Отношения Виталика с другими людьми, часто были натянуты. Даже собственные родители не принимали сына или же вовсе не пытались понять. Они ожидали, что он окончит школу, пойдет в медицинский и не будет позорить семью. Но он окончил школу и пошел в учиться в другое место и как нам известно, он не стал врачом. Ему часто приходилось ссориться с родителями, но они х любил, именно поэтому не перечил и просто выслушивал крики и ругательства. А после очередной ссоры приходил ко мне и молча, закуривал сигарету. Мне не нужны слова чтобы понять его. Я прекрасно понимал, как именно он себя чувствовал. В один прекрасный момент я просто понял, что Виталя — «сломанный человек». Сломанный морально и ломающий себя физически.
Мой сломанный друг был способен на многое, не стремился к большему, а лишь довольствовался тем, что есть. Знаете, внезапно я вспомнил, что частенько любил давать людям ассоциации. Так сказать сравнивал их, с каким либо предметом или явлением. Виталик, я бы сравнил его с дымом от сигарет. Он был таким же серым и легким. Создавалось ощущение, что в этом мире его ничто не держит, он был похож на пустую оболочку, но нутрии него был целый клуб дыма, который он лишь изредка выпускал в свет. Словно сигаретный дым он медленно растворялся в воздухе, словно в поисках открытого окна. С виду могло показаться, что он свободен, но сам же он осознавал, что сделав шаг вперед, просто напросто раствориться в тишине и исчезнет без следа.
Частенько мой сломленный друг был похож на свой любимый напиток. Айс Латте с мятным сиропом. Приторный вкус мяты и огромное количество молока. Кубики льда в этой экспозиции ассоциировались бы с его загонами и проблемами, такие же холодные и прозрачные. Легкое послевкусие мяты на языке и холод на губах — вот что остается после общения с ним. Его с точностью можно назвать любителем всего холодного и странного. Вот такой он, мой странный друг.
Рабочий день мой прошел просто ужасно. Налоговая инспекция, куча документов и сверхурочная работа. «За что мне всем это?» — мысленно я задавался этим вопросом сони раз.

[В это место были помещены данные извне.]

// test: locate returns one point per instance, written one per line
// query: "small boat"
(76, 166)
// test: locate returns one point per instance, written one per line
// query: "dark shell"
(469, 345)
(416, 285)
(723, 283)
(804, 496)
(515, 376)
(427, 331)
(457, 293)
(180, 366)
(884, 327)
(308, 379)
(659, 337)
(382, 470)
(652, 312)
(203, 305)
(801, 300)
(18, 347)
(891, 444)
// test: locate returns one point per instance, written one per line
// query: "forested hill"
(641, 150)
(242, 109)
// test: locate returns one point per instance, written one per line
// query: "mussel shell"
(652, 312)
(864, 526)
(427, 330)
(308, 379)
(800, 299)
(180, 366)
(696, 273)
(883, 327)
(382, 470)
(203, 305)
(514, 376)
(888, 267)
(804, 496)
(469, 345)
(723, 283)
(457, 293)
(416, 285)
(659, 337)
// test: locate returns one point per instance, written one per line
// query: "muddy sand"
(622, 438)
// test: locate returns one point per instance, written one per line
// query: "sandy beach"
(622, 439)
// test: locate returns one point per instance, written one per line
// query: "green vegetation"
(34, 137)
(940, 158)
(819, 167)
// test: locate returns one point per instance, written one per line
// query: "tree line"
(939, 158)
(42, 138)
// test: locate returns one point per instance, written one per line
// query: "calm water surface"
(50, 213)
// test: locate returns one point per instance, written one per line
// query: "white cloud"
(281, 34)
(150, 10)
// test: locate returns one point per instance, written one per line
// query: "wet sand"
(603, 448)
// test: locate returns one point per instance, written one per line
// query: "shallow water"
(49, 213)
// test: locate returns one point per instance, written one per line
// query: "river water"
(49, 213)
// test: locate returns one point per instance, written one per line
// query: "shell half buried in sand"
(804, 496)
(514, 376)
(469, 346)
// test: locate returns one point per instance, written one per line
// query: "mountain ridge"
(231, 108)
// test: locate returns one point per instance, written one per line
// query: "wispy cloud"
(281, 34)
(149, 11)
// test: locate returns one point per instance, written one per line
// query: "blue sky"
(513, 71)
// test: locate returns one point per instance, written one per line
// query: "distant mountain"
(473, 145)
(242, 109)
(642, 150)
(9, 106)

Домой я возвращался довольно поздно, за окном уже темнелось, но с учетом того что на дворе лето, это не имело никакого значения. Прежде чем пройти в дом, я остановился взглянуть на вольер с собаками. Те в свою очередь не переставали неистово лаять. Их размеренные взгляды создавали внутри меня страх. После очередного разгневанного лая в мою сторону, я наконец — то решил войти в дом.
На удивление в холе было почти темно, лишь бра весившие на стенах освещали комнату. Я не стал задерживаться в дверях и прошел к лестнице, проходя по коридору, я заметил, что комната находящаяся не далеко от моей была открыта. Из неё выливался свет. Подойдя ближе к открытой двери, я услышал голоса и детский плачь, решив заглянуть и узнать, что же случилось, я застал двух незнакомых мне личностей.